The chemical agent was developed using a combination of two monomers that were polymerized together. The base of the agent was 90% water, with the remaining percentage being mostly acrylamide along with the second polymer, ACID. The polymers were neutralized using sodium hydroxide to alter the pH for initiation. The initiator used was ammonium per sulfate (APS) and the entire structure was crosslinked with an organic crosslinker, MBA. Different formulations were tested to reach the optimum strength and performance based on CO2 static tests. Following this, the optimum formulation was tested under dynamic CO2 flooding tests.

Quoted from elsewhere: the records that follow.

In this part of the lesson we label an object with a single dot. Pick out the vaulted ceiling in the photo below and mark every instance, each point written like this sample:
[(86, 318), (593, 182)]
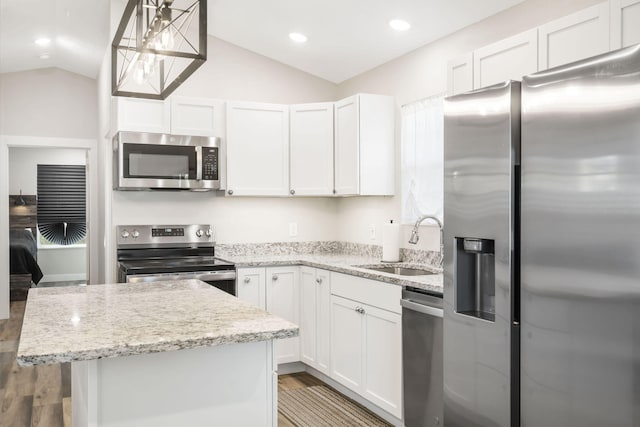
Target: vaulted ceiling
[(345, 38)]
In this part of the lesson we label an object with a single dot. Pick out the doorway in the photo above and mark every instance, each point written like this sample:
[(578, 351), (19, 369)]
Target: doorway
[(14, 144)]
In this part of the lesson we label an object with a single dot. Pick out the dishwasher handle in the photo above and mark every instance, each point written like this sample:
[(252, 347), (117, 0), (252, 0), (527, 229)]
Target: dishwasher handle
[(421, 308)]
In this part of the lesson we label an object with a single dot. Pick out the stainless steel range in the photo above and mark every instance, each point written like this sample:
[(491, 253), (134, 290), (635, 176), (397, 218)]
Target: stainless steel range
[(149, 253)]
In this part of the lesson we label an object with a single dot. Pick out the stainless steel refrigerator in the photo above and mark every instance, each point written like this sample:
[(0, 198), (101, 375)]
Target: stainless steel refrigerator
[(542, 249)]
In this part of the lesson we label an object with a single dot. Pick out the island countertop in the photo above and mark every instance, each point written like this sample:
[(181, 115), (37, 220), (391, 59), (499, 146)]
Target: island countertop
[(99, 321)]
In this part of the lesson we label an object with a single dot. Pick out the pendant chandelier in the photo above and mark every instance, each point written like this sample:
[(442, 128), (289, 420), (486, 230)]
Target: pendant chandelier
[(158, 45)]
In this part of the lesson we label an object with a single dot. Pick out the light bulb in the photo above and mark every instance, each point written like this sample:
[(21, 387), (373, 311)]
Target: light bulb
[(141, 71), (167, 38)]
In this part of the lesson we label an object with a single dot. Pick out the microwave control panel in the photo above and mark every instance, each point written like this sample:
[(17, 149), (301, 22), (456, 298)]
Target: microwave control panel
[(210, 163)]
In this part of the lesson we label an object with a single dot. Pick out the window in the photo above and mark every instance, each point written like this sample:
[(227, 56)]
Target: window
[(62, 204), (422, 158)]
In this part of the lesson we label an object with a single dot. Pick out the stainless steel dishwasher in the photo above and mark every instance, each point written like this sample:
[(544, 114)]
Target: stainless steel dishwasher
[(422, 358)]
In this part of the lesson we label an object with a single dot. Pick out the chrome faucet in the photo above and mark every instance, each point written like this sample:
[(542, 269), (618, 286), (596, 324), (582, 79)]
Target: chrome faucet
[(414, 233)]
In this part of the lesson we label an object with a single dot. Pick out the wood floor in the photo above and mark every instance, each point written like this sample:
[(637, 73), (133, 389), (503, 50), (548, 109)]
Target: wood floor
[(40, 396), (32, 396), (291, 382)]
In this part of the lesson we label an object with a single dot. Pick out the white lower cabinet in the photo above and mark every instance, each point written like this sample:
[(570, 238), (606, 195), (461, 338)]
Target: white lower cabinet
[(283, 300), (276, 290), (315, 318), (366, 340), (250, 284)]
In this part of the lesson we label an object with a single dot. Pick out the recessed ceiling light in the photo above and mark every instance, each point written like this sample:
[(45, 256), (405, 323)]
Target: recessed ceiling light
[(43, 41), (399, 25), (297, 37)]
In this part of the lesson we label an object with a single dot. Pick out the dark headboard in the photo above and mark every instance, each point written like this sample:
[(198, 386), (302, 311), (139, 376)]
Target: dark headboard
[(23, 216)]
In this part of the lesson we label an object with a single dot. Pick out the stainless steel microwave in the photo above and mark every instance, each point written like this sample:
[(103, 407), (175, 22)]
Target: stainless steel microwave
[(150, 161)]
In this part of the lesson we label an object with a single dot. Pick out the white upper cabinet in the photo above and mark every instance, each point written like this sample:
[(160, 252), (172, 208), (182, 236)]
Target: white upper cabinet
[(347, 137), (574, 37), (460, 74), (140, 115), (508, 59), (364, 145), (311, 149), (257, 149), (197, 116), (625, 23)]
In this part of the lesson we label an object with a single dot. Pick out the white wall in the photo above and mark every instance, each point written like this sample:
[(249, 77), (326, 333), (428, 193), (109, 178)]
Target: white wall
[(48, 102), (423, 73), (234, 73), (57, 264)]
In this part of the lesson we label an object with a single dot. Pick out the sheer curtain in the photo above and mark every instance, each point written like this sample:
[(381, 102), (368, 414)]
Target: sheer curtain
[(422, 158)]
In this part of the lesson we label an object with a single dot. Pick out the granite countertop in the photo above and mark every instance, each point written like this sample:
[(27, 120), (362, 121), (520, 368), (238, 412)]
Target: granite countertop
[(93, 322), (344, 263)]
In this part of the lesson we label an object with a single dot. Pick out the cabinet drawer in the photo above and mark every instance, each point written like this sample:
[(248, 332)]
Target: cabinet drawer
[(377, 294)]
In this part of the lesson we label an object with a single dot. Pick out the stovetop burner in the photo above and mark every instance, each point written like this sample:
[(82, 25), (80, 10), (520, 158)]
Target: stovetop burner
[(173, 265), (159, 249)]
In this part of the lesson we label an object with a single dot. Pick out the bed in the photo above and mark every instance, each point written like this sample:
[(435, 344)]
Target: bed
[(23, 248)]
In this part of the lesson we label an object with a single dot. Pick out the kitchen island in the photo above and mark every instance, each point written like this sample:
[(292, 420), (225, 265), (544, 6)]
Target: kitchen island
[(178, 353)]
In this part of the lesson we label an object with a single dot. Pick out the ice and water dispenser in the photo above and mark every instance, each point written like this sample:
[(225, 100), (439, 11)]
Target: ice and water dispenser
[(475, 278)]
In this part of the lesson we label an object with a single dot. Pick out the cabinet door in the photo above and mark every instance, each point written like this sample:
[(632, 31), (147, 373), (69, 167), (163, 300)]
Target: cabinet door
[(346, 342), (311, 149), (573, 37), (251, 286), (508, 59), (460, 74), (625, 23), (347, 150), (308, 316), (140, 115), (323, 322), (197, 116), (382, 359), (257, 149), (283, 300)]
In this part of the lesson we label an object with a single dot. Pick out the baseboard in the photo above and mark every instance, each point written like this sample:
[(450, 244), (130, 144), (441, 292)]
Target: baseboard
[(63, 277), (291, 368), (302, 367)]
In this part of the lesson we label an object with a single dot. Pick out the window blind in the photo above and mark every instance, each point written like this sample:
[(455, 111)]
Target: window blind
[(62, 203)]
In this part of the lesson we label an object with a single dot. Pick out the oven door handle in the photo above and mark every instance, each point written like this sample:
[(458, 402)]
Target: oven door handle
[(206, 276)]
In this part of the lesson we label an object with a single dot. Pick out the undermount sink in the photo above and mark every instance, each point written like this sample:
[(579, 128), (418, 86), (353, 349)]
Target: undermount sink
[(401, 271)]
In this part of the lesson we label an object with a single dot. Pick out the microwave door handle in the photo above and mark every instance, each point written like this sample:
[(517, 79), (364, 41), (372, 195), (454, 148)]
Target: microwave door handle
[(198, 163)]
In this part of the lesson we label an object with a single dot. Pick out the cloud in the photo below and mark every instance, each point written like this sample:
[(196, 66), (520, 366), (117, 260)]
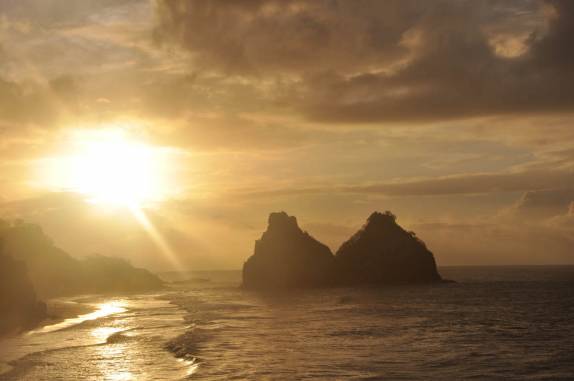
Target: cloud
[(467, 184), (393, 61), (543, 203)]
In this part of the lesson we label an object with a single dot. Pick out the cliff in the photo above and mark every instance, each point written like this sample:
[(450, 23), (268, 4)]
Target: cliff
[(287, 257), (382, 252), (19, 307), (53, 272)]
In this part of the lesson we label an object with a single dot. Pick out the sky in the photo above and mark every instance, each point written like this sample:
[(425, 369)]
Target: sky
[(455, 115)]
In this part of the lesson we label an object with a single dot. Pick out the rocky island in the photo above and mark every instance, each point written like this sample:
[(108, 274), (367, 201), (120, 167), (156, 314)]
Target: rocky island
[(287, 257), (381, 252), (20, 309)]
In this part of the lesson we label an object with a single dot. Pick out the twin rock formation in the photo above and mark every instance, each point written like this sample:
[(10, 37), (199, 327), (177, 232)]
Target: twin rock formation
[(381, 252)]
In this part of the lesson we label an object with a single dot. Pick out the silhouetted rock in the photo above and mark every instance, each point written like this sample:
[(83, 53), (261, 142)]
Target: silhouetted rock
[(55, 273), (287, 257), (382, 252), (19, 307)]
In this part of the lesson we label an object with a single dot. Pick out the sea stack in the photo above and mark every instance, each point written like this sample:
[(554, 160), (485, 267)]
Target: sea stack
[(287, 257), (382, 252)]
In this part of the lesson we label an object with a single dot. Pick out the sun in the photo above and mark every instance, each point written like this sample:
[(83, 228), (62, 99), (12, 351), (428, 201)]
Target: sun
[(109, 168)]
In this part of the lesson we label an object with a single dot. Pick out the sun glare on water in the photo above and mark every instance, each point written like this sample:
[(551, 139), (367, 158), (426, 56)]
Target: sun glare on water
[(111, 169)]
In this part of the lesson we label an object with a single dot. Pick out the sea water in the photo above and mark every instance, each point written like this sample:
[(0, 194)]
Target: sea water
[(494, 323)]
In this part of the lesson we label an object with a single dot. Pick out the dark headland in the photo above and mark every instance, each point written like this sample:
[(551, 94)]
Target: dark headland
[(380, 253), (32, 268)]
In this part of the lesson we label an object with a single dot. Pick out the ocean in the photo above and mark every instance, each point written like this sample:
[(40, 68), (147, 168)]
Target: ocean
[(511, 323)]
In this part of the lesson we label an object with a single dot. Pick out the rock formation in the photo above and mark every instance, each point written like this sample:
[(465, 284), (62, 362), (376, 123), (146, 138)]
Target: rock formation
[(53, 272), (382, 252), (19, 307), (287, 257)]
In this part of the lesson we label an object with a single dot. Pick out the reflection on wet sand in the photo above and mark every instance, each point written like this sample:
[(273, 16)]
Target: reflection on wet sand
[(102, 310)]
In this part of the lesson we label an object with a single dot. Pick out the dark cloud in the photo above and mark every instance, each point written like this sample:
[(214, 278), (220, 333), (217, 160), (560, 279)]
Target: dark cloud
[(371, 61)]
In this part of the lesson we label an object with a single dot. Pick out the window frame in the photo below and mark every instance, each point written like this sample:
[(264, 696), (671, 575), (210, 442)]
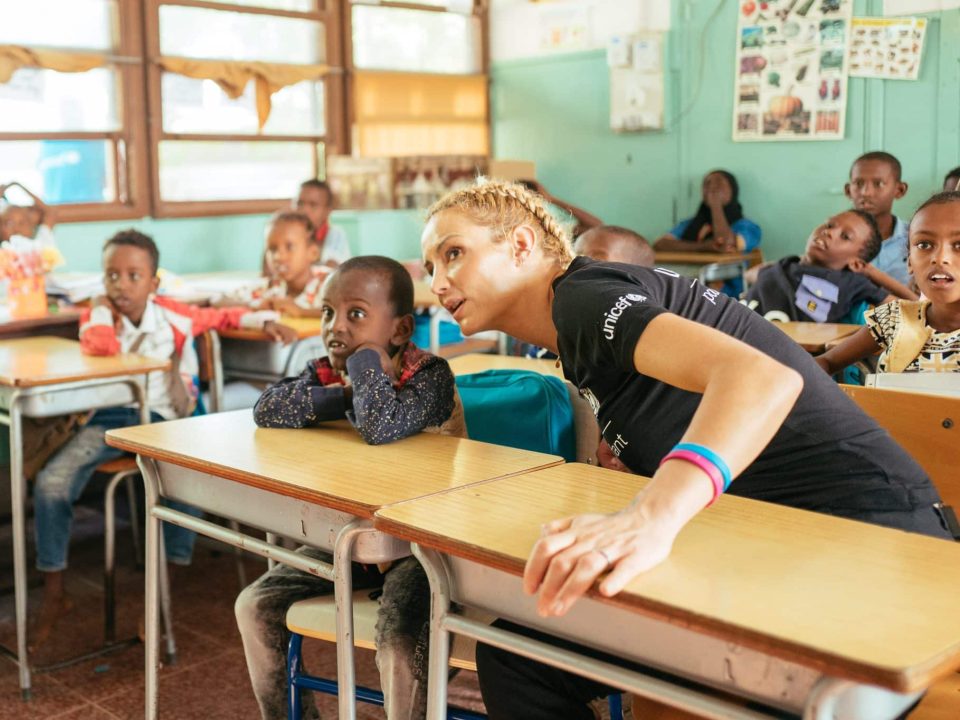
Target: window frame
[(130, 162), (328, 13)]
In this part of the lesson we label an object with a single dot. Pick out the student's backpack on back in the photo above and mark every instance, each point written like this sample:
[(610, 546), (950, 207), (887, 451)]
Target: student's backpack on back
[(520, 409)]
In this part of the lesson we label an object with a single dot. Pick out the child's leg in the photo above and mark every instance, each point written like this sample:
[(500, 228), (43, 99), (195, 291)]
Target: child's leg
[(403, 631), (58, 485), (261, 611)]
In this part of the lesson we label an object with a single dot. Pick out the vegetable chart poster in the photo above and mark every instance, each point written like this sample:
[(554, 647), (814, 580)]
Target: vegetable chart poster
[(791, 74)]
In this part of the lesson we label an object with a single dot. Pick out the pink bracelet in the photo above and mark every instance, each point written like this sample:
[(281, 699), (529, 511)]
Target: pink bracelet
[(704, 464)]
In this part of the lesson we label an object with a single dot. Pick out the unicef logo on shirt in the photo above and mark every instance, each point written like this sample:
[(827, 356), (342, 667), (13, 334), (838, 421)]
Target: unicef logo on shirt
[(612, 316)]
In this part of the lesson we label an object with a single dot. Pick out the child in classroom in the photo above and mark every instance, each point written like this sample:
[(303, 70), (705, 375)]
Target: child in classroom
[(612, 243), (951, 181), (875, 184), (128, 319), (34, 222), (290, 262), (831, 279), (924, 335), (389, 389), (315, 200)]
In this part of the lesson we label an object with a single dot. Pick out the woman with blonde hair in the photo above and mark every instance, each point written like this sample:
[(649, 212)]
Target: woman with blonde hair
[(688, 386)]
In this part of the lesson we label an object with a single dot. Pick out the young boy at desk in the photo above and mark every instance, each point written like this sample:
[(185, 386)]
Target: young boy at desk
[(875, 184), (129, 320), (389, 389), (831, 278)]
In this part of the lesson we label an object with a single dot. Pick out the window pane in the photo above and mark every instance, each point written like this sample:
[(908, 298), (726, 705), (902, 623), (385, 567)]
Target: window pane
[(75, 24), (62, 171), (200, 106), (232, 170), (295, 5), (45, 101), (415, 40), (221, 35)]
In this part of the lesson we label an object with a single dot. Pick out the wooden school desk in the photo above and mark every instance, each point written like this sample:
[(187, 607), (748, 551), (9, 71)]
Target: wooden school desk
[(478, 362), (805, 613), (42, 377), (813, 337), (318, 486)]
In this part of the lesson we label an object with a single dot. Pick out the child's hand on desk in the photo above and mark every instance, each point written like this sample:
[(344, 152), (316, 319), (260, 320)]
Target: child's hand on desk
[(386, 362), (279, 332)]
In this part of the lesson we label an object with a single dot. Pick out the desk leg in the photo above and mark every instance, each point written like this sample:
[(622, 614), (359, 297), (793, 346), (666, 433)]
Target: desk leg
[(439, 638), (343, 593), (148, 469), (17, 508)]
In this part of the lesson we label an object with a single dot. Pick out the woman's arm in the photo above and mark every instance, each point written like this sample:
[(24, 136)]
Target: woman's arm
[(746, 397), (856, 347)]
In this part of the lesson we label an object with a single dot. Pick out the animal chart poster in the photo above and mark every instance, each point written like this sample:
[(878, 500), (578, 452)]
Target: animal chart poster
[(791, 73), (888, 48)]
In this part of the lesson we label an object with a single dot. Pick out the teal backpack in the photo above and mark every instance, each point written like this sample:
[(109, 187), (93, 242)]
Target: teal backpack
[(519, 408)]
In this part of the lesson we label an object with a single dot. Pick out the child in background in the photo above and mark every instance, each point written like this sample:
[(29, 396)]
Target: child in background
[(951, 181), (875, 183), (127, 319), (611, 243), (34, 222), (388, 389), (921, 336), (316, 202), (295, 279), (831, 279)]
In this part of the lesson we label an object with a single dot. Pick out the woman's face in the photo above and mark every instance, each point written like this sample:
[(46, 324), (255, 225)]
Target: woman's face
[(474, 274)]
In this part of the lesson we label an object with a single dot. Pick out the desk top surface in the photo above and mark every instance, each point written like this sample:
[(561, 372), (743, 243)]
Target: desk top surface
[(853, 600), (305, 327), (813, 337), (672, 257), (479, 362), (35, 361), (330, 465)]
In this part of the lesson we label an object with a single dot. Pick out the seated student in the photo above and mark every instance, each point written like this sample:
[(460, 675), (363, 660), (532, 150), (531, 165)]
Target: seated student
[(875, 183), (719, 224), (831, 279), (30, 221), (389, 389), (291, 256), (919, 336), (611, 243), (127, 319), (951, 181), (316, 202)]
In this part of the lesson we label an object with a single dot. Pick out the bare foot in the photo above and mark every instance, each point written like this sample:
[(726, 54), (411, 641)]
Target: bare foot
[(52, 611)]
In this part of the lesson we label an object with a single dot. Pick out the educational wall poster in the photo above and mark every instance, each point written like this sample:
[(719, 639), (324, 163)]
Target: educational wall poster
[(791, 72), (888, 48)]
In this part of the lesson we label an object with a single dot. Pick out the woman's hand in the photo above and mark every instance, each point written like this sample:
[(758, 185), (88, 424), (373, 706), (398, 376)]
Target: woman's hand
[(573, 552)]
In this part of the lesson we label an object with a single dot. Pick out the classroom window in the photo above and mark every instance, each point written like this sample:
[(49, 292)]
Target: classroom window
[(419, 85), (222, 141), (69, 129)]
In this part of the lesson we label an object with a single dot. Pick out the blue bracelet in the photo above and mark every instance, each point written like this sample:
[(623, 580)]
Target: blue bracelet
[(712, 457)]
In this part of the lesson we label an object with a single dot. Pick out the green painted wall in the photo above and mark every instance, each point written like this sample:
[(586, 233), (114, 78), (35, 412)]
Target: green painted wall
[(235, 242), (555, 111)]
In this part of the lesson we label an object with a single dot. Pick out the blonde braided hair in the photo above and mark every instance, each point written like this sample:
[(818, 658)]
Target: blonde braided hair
[(504, 206)]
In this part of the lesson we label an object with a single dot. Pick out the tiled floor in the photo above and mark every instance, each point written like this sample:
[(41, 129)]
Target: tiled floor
[(209, 680)]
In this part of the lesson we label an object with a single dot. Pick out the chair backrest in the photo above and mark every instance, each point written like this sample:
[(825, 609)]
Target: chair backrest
[(927, 426)]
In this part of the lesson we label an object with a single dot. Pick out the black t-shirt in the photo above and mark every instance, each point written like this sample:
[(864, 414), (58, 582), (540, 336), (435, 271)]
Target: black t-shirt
[(828, 455), (810, 293)]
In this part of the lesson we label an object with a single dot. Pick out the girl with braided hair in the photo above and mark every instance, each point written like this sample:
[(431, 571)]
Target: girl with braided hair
[(689, 387)]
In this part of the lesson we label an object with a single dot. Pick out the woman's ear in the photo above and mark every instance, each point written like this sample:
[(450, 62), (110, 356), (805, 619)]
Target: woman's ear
[(522, 241), (402, 330)]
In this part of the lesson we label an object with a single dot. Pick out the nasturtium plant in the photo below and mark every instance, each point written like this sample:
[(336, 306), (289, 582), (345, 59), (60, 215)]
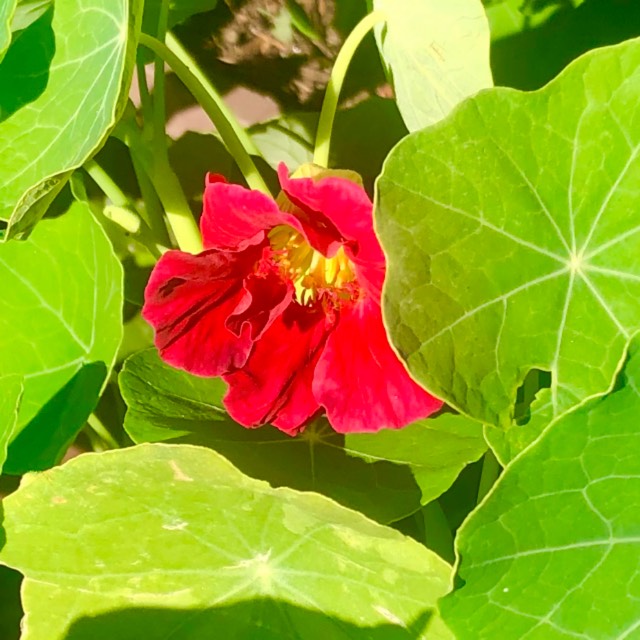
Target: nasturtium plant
[(275, 560), (559, 533), (308, 330), (168, 405), (445, 42), (67, 71), (476, 296), (61, 330)]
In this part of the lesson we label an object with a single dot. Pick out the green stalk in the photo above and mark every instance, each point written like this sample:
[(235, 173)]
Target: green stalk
[(159, 111), (106, 184), (490, 471), (332, 94), (233, 135), (152, 206), (120, 212)]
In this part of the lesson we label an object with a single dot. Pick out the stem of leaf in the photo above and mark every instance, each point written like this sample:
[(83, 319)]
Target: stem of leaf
[(120, 211), (152, 205), (143, 88), (490, 471), (106, 183), (332, 94), (102, 432), (159, 114), (233, 135)]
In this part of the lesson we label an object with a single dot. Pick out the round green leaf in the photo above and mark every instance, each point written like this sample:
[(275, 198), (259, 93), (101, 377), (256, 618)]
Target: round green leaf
[(554, 551), (437, 52), (436, 450), (66, 73), (162, 540), (60, 328), (168, 404), (513, 240)]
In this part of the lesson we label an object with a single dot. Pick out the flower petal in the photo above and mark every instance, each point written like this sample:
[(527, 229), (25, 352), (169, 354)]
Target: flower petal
[(234, 218), (360, 380), (334, 211), (188, 300), (274, 386)]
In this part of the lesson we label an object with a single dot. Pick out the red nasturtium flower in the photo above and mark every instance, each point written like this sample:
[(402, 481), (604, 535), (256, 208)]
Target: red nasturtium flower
[(284, 304)]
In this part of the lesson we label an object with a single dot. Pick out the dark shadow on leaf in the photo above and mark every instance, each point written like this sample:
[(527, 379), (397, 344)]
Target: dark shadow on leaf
[(533, 383), (43, 442), (24, 72), (531, 58), (259, 619)]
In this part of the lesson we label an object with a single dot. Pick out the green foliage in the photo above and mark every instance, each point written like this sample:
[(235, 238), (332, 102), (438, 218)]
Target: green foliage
[(525, 257), (60, 329), (180, 531), (66, 96), (554, 550), (7, 9), (437, 52), (436, 449), (11, 388), (166, 404)]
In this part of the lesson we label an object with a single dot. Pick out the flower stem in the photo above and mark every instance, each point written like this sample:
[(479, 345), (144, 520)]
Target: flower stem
[(332, 94), (233, 135), (153, 159), (489, 474)]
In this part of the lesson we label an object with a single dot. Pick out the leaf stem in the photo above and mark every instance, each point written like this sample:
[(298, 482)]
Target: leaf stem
[(490, 471), (233, 135), (106, 184), (120, 211), (159, 110), (332, 94)]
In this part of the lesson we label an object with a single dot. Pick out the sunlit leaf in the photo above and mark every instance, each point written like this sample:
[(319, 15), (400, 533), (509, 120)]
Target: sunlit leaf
[(66, 73), (437, 52), (436, 450), (159, 539), (60, 328), (166, 404), (554, 551), (513, 240)]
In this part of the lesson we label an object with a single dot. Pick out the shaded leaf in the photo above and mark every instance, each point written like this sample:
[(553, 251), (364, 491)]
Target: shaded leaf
[(509, 17), (166, 404), (67, 72), (11, 388), (7, 9), (180, 530), (27, 12), (60, 328), (513, 241), (554, 551), (437, 52), (436, 449)]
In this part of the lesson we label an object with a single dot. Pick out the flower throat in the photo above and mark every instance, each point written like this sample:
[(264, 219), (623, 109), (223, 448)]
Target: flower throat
[(312, 273)]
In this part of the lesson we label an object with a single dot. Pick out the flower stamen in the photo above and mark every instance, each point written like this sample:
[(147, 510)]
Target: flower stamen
[(311, 273)]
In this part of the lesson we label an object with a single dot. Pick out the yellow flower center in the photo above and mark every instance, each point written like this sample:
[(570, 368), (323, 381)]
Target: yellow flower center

More than 20 different batches of polymer with different formulations were developed and tested. It was found that increasing the ACID polymer concentration resulted in an increase in strength, however the gelation time and crosslinking time was shortened significantly as well. This can impact the injectivity of the crosslinked polymer. Also, increasing the ACID polymer concentration beyond 7500 ppm resulted in rapid hydrolysis of acrylamide due to creation of carboxylic groups. Based on this, the concentration of ACID was maintained at a range of 1000 – 3000 ppm. The salinity of the water used to formulate the crosslinked polymer had minor impact on the gel performance up to 130,000 ppm of NaCl. When divalent cations were introduced in the form of magnesium chloride, the gel could only function up to 33000 ppm. Overall, the optimized crosslinked polymer managed to divert the flow of CO2 for more than 18 continuous hours of injection at pressures up to 3200 psi. After the experiments, analysis of the crosslinked polymer showed minor degradation, which was evident from the SEM analysis of the polymer chains.
This research managed to develop and optimize a pH activated conformance control chemical agent for CO2 conformance and diversion. This can be extremely useful in CO2 enhanced oil recovery applications and in CO2 storage in underground reservoirs. The research showed that the polymer had excellent salinity, pH, and pressure resistance even at elevated temperatures.